Irak: Maliki juge «sans valeur» le rapport sur la chute de Mossoul
L'ancien Premier ministre irakien Nouri al-Maliki a jugé mardi «sans valeur» un rapport d'enquête parlementaire l'impliquant dans la chute en juin 2014 de Mossoul aux mains des extrémistes de «Daech».
«Le résultat émanant de la commission d'enquête parlementaire sur la chute de Mossoul n'a aucune valeur», a affirmé M. Maliki, actuellement vice-président, sur sa page Facebook.
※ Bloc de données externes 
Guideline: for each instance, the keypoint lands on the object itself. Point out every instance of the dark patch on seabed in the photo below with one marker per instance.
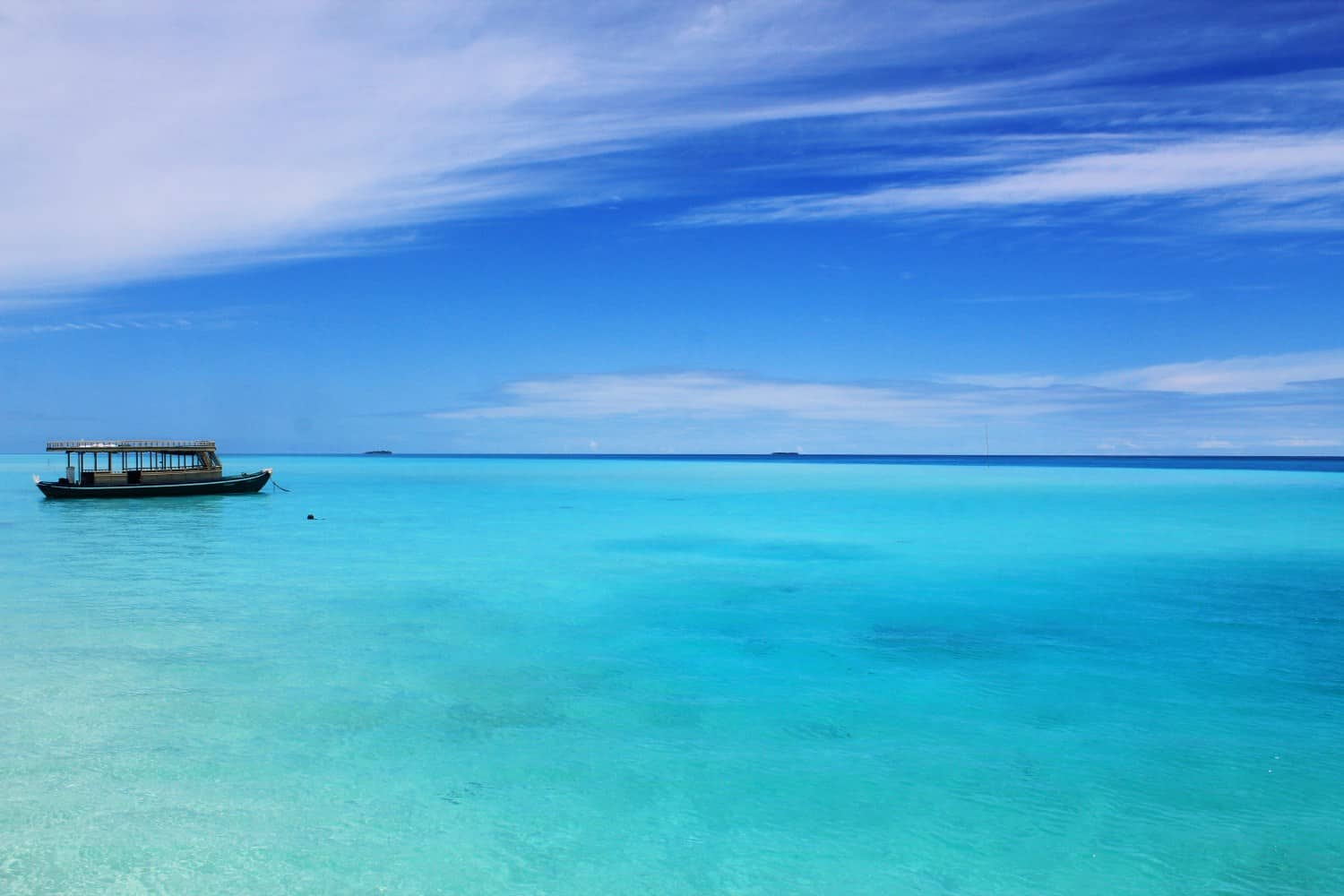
(749, 548)
(817, 731)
Ce rapport «est dominé par des divergences politiques et dénué de toute objectivité», selon lui.
«Ce qui s'est passé à Mossoul est un complot ourdi à Ankara, qui s'est ensuite déplacé à Erbil», a dit l'ex-Premier ministre en faisant référence à la Turquie et au Kurdistan autonome irakien.
«Daech» s'était emparé de Mossoul, la deuxième ville d'Irak, au début de son offensive fulgurante lancée dans le nord de l'Irak en juin 2014 face à des forces gouvernementales en déroute.
Le rapport, remis dimanche au président du Parlement, Salim al-Joubouri, implique 35 autres responsables, dont ceux du ministre de la Défense de l'époque Saadoun al-Doulaimi et du gouverneur de la province de Ninive, dont Mossoul est le chef-lieu, Atheel al-Nujaifi.
«Aucun des noms présents dans ce rapport ne sera effacé, et tous seront transmis à la justice (...) et ceux qui sont responsables de la chute de Mossoul devront rendre des comptes», a assuré M. Joubouri.
Abadi reporte une visite en Chine
Le Premier ministre irakien, Haïdar al-Abadi, a lancé le 9 août un vaste plan de réformes pour lutter contre la corruption et améliorer la gouvernance après plusieurs semaines de manifestations, notamment à Bagdad et dans le sud, et des appels pressants de l'ayatollah sayed Ali al-Sistani, plus haute autorité religieuse chiite du pays, qui a appelé à l'approbation d'autres mesures dans le domaine judiciaire.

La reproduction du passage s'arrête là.